生信论文补充材料制作全规范:顶刊数据提交 + 格式标准化(含代码 / 数据集归档案例)
生信论文的补充材料早已超越 “附加内容” 的范畴,成为顶刊评判研究科学性的核心依据。从顶刊规范拆解到数据归档落地,从格式标准化到案例实操,本文构建的全流程体系核心在于 “以可复现为目标,以期刊要求为准则研究者需在实验设计阶段即规划数据存储与补充材料框架,避免投稿前仓促补救。遵循本文规范,不仅能提升顶刊通过率,更能推动生信研究的透明化与可重复性发展。
在生物信息学研究中,补充材料是论文科学性与可复现性的核心支撑,更是顶刊评审的 “隐形门槛”。Nature、PLOS 等顶级期刊早已将 “数据公开与补充材料规范” 纳入强制要求,不合格的补充材料可能直接导致拒稿。本文结合 2025 年最新顶刊指南与实战案例,从规范拆解、数据归档、格式标准到实操落地四大维度,构建生信补充材料制作的完整体系,助力研究者高效通过评审。
一、顶刊补充材料核心规范拆解:共性要求与期刊差异
顶刊对补充材料的要求本质上围绕 “可复现性、可读性、公开性” 三大核心,但不同期刊在细节上存在明确差异。需先明确目标期刊规则,再开展后续工作。
1. 跨期刊共性强制要求
根据 Nature、PLOS、IEEE TCBB 等期刊最新指南,以下要求具有普适性:
- 数据强制公开:原始测序数据(如 FASTQ)、处理后数据(如表达矩阵)必须存入公共数据库(SRA、GEO 等),并在补充材料中提供访问编号;未公开数据需提供合理说明(如伦理限制)。
- 代码可获取性:分析代码需托管至 GitHub、Zenodo 等平台,或作为补充文件提交,需包含完整运行说明,确保第三方可复现结果。
- 内容关联性:补充材料需与正文结论直接相关,避免冗余信息;如补充方法需详细到 “可重复操作”,补充图表需对应正文论点。

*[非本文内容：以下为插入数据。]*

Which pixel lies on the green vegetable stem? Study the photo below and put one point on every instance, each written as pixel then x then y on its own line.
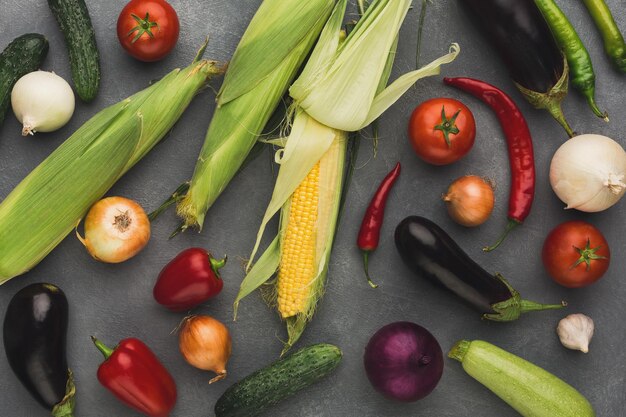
pixel 581 69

- 伦理合规性:涉及人类 / 动物数据的,需在补充材料中附加伦理审批编号(如 IRB-123456),并证明数据处理符合 GDPR、HIPAA 等法规。
2. 主流顶刊关键差异对比
不同期刊在格式、存储方式等方面的要求差异显著,直接影响补充材料制作逻辑,具体对比如下:
| 维度 | Nature 系列 | PLOS 系列 | IEEE TCBB |
|---|---|---|---|
| 文件整合要求 | 文本类(方法、结果)合并为单一 PDF | 按类型拆分文件(表格、图表单独提交) | 支持 PDF/Excel/MP4/ZIP 等混合格式 |
| 存储偏好 | 推荐 GEO/SRA+Zenodo 双归档 | 强制存入 figshare 备份 | 优先 IEEE DataPort 或 GEO |
| 命名规则 | 前缀 “Supp”+ 类型 + 编号(如 SuppFig1.pdf) | 前缀 “S”+ 编号 + 类型(如 S1_Table.xlsx) | 统一前缀 “Supp”+ 类型 + 编号 |
| 代码提交 | 需 ZenodoDOI(GitHub 链接需冻结版本) | 接受 GitHub 链接 + README | 代码需含版本控制信息 |
| 大小限制 | 单文件≤200MB,总大小无明确限制 | 单文件建议≤10MB | 无明确限制,推荐压缩为 ZIP |
注:Nature 自 2025 年起要求补充材料需包含 “可复现性声明”,明确说明数据与代码的关联方式及复现步骤;PLOS 则要求所有补充文件需在正文末尾列出完整 caption。
二、数据归档全流程:从准备到公开的顶刊合规方案
数据归档是补充材料的 “根基”,需根据数据类型(原始测序数据、处理后数据、临床元数据等)选择对应平台。SRA、GEO、Zenodo 是生信领域顶刊认可的三大核心平台,其操作流程与合规要点如下:
1. 原始测序数据归档:NCBI SRA 平台实操指南
SRA(Sequence Read Archive)是存储原始测序数据的国际标准平台,适用于 RNA-seq、单细胞测序等所有高通量数据,顶刊均强制要求其归档。
(1)归档前核心准备
- 数据预处理:原始 FASTQ 文件需压缩为
.fastq.gz格式,确保文件名包含样本 ID、测序端序(如 “NSCLC_Tumor_01_R1.fastq.gz”);双端测序需成对命名,避免错配。 - 元数据表格:提前整理样本信息,包括物种(如 Homo sapiens)、处理条件(如 “化疗组”/“对照组”)、测序平台(如 Illumina NovaSeq 6000)等,需与后续 BioSample 信息一致。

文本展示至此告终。